The game places players in the role of a child named Andy as he attempts to rescue his dog who has been kidnapped by creatures known as The Dark Souls. The game has about half an hour of storytelling cinematic sequences, thousands of 2D animated frames, and uses pre-rendered background scenery. The game was supervised by game developer Éric Chahi, known for Another World, this time with a team of artists and developers. The game also features an original score by film and television composerBruce Broughton.
Heart of Darkness is a cinematic platformer in the vein of Eric Chahi's previous game Another World in which players control Andy, who faces various dangers in search of his dog, Whiskey. Players progress through the game's linear storyline by navigating various environments and solving puzzles, all whilst attempting to keep Andy from being killed by evil shadows, hungry wildlife, and perilous obstacles. Along with basic movement, such as running, jumping, and climbing, certain sections of the game give Andy additional abilities. The plasma cannon allows Andy to shoot lightning at shadows in order to disintegrate them. Magic energy, which can also be used offensively against enemies, can additionally be used to grow and destroy trees born from seeds.

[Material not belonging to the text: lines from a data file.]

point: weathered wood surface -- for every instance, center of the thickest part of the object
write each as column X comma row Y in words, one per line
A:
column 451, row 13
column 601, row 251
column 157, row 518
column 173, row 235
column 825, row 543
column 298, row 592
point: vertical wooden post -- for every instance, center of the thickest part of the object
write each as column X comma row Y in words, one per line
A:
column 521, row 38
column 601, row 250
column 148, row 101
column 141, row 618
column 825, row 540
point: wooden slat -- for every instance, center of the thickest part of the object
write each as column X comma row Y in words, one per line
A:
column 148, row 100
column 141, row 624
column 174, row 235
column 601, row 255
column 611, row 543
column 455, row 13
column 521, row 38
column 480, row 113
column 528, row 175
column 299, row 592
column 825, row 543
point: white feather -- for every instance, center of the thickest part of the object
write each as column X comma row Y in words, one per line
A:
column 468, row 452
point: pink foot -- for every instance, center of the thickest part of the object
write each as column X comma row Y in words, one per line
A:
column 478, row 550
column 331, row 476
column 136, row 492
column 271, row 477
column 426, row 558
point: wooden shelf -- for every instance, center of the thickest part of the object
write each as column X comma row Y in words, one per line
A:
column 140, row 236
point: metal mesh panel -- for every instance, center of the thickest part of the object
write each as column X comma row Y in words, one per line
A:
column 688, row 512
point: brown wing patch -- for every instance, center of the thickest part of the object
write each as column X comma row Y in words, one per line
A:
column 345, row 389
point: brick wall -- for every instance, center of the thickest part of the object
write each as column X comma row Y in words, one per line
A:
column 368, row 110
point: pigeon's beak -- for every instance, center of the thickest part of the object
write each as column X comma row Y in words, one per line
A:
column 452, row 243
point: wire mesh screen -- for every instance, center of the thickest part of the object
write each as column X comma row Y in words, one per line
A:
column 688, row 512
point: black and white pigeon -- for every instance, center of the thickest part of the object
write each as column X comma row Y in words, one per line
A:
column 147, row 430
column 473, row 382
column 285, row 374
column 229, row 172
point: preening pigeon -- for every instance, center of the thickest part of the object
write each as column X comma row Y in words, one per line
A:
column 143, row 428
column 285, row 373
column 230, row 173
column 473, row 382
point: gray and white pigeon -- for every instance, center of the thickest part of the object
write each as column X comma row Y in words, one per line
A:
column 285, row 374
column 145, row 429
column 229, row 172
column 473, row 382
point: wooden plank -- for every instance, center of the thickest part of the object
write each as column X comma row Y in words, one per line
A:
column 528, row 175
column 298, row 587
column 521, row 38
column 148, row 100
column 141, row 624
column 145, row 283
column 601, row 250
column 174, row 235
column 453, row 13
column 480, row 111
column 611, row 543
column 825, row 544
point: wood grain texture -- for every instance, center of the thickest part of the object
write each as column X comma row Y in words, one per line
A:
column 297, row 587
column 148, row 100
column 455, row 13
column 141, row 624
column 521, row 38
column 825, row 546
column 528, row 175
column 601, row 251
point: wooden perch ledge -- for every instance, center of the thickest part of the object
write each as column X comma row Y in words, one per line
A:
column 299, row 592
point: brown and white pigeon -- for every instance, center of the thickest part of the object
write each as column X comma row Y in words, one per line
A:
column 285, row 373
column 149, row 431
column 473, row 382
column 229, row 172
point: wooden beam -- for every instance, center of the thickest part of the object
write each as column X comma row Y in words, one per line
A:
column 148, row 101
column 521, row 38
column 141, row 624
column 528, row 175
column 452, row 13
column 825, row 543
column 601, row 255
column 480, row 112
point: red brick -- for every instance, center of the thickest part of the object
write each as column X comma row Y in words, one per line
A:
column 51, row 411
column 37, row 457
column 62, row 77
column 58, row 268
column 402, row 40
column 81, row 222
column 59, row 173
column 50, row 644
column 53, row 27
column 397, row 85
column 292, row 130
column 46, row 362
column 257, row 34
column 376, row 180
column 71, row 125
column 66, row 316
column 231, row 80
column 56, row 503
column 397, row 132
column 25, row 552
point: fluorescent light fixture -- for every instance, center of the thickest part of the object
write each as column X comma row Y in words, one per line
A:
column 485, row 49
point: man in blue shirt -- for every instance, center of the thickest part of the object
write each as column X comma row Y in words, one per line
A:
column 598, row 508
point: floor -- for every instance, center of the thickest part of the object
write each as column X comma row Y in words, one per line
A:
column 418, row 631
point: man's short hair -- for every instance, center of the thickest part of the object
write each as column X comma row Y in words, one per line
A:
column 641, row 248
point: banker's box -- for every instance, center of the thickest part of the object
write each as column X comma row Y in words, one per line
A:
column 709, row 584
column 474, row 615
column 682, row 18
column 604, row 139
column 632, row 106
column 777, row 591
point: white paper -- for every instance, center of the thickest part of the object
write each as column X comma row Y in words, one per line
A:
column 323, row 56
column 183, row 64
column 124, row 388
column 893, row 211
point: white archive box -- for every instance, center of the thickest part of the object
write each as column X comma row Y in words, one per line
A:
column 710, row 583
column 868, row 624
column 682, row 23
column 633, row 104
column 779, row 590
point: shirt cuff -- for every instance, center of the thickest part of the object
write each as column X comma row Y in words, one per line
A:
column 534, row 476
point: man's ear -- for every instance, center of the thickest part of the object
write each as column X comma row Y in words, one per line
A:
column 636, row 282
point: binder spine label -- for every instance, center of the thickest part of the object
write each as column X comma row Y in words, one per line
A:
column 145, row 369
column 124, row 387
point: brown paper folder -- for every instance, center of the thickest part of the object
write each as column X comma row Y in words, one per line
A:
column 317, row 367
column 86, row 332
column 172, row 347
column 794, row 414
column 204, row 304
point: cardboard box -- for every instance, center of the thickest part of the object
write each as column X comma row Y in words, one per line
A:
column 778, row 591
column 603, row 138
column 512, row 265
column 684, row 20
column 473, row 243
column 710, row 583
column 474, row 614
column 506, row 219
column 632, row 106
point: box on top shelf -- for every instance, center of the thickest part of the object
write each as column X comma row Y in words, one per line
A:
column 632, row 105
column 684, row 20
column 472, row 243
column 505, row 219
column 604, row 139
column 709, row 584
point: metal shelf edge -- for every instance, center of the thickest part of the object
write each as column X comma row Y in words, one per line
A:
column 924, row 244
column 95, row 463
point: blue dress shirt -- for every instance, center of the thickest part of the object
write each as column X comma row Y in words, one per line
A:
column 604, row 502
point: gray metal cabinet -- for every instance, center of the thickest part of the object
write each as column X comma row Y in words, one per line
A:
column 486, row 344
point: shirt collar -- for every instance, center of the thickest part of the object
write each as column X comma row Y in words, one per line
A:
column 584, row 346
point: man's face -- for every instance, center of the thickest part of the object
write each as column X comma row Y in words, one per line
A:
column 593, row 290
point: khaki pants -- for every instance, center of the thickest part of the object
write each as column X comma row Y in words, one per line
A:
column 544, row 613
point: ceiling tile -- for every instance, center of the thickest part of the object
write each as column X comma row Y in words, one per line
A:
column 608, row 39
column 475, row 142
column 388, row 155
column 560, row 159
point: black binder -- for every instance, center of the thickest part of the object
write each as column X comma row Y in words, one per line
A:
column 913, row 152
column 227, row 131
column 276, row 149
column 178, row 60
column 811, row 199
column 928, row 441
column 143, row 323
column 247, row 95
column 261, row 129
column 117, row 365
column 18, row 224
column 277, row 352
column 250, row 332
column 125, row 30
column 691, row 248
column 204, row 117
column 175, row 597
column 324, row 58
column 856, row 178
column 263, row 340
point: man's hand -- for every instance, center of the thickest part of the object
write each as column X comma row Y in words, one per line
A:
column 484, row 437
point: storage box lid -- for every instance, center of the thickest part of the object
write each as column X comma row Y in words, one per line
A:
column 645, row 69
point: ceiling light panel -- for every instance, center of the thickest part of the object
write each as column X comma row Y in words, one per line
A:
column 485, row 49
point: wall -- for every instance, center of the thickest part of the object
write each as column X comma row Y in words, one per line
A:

The player has unlimited tries, with Andy returning to the most recent checkpoint when he is killed.
The Completionist Edit
Jirard reviewed this game on The Completionist for his 77th episode, collaborating with Hidden Block member and British video game reviewer Caddicarus. It also serves as the second episode of Collaboration Month 2013.
Jirard played some of the game while younger, but Caddicarus had never played it. Despite acknowledging that it's a cult classic, and praising the music, they have mixed views on the art style (especially that it conflicts with everything else), and they criticize various elements of the story, the morbid imagery (especially for an E rated game), and sound. Their main issue with the game is its punishing difficulty, which relies heavily on trial and error, unfair combat situations, sluggish controls, and confusing presentation. They also get angry that the end of the game reveals everything was a dream.
Throughout the review, Jirard and Caddicarus communicate over satellite, with numerous instances where satellite lag leads to awkward pauses.
- This review was done in conjunction with a review of Jaws Unleashed on Caddicarus' channel, which Jirard was a guest reviewer in.